Modules 6–9: Capabilities
Tool use, memory management, RAG (retrieval-augmented generation), and MCP (Model Context Protocol) for connecting to external services.
Modules 10–12: Architecture
Agent frameworks (LangChain, CrewAI), multi-agent orchestration, and the A2A (Agent-to-Agent) communication protocol.
Modules 13–15: Production
Safety guardrails, testing and evaluation, deployment best practices, and cost optimisation strategies.
The best way to learn about agents is to build one. Starting in Module 2, we will set up your development environment and begin writing code.

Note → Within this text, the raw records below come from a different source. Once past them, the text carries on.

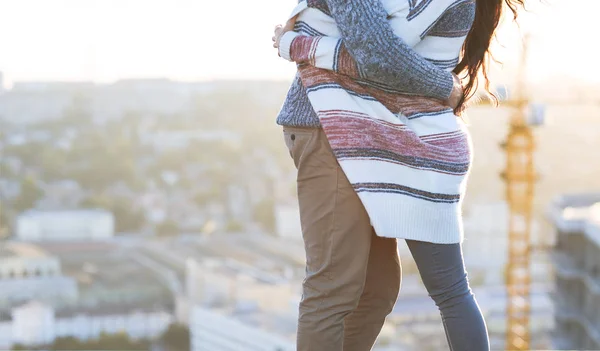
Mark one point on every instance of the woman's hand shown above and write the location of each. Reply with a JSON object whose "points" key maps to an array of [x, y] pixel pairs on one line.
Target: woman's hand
{"points": [[457, 93], [280, 31]]}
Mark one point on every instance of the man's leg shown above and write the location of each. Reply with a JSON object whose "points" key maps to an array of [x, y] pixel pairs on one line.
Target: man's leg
{"points": [[337, 236], [379, 296]]}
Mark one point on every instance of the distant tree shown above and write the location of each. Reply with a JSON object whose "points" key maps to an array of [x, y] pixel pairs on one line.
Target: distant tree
{"points": [[111, 342], [176, 338], [29, 195], [68, 344], [167, 228]]}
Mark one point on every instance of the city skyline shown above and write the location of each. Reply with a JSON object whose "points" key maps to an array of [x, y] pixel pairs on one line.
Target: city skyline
{"points": [[104, 41]]}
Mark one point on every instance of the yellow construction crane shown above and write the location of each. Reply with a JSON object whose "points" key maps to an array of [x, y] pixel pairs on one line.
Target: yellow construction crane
{"points": [[520, 178]]}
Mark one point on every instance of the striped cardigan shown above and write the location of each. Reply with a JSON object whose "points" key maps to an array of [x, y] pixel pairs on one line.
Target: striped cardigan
{"points": [[407, 157]]}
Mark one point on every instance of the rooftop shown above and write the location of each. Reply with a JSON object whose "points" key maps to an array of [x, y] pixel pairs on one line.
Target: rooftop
{"points": [[88, 213], [23, 250]]}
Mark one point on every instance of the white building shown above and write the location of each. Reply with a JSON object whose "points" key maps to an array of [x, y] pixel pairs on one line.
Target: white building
{"points": [[79, 225], [27, 272], [576, 219], [36, 324], [214, 331]]}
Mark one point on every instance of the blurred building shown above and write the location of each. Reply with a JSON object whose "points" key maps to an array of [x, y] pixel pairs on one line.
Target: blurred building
{"points": [[78, 225], [36, 323], [28, 272], [1, 83], [577, 265], [486, 244], [241, 330]]}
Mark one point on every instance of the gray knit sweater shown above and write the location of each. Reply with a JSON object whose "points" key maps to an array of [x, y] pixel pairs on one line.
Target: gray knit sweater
{"points": [[380, 55]]}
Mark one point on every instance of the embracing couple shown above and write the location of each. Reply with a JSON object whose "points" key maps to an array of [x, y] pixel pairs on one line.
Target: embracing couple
{"points": [[371, 123]]}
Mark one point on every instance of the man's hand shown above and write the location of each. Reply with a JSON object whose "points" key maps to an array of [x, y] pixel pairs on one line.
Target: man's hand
{"points": [[280, 31], [457, 93]]}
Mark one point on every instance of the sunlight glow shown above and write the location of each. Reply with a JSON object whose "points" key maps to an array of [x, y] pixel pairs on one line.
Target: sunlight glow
{"points": [[105, 40]]}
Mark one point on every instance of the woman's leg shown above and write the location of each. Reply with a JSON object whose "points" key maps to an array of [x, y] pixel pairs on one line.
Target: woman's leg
{"points": [[443, 272]]}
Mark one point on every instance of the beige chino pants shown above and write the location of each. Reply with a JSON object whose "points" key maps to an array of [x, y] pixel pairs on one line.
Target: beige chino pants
{"points": [[352, 275]]}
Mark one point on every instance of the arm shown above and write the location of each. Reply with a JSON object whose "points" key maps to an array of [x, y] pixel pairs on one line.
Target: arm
{"points": [[322, 52], [379, 55]]}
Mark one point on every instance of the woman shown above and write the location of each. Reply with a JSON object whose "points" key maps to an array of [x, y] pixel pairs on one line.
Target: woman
{"points": [[378, 164]]}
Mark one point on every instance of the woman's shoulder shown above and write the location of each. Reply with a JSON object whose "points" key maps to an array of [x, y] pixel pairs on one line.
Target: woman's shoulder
{"points": [[456, 20]]}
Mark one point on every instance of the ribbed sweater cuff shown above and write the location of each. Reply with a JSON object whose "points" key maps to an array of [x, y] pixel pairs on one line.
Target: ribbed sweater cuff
{"points": [[285, 45]]}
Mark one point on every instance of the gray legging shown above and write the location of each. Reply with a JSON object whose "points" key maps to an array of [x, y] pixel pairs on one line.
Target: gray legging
{"points": [[443, 272]]}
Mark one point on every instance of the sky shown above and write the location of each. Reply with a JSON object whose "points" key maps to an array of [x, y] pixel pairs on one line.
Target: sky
{"points": [[107, 40]]}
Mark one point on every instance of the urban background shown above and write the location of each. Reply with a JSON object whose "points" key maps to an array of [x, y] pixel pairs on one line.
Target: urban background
{"points": [[148, 201]]}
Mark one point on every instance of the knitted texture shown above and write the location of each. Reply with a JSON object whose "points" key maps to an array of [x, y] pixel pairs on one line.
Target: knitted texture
{"points": [[406, 156], [381, 55]]}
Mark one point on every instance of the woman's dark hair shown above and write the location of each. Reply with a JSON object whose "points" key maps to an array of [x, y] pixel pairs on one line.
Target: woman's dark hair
{"points": [[476, 49]]}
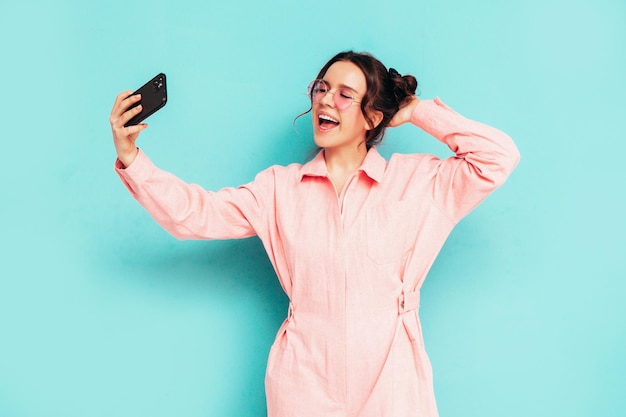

By Module 5, you will have a working agent that can reason, use tools, and maintain conversation context.
Prerequisites for This Series
To get the most from this tutorial, you should have:
- Basic Python knowledge — functions, classes, dictionaries, list comprehensions, and working with packages
- Comfort with the command line — navigating directories, running scripts, and installing packages with pip
- A willingness to experiment — agent development is iterative; expect to test, fail, and refine your approach
No prior experience with LLMs, APIs, or AI is required. We will cover everything from scratch.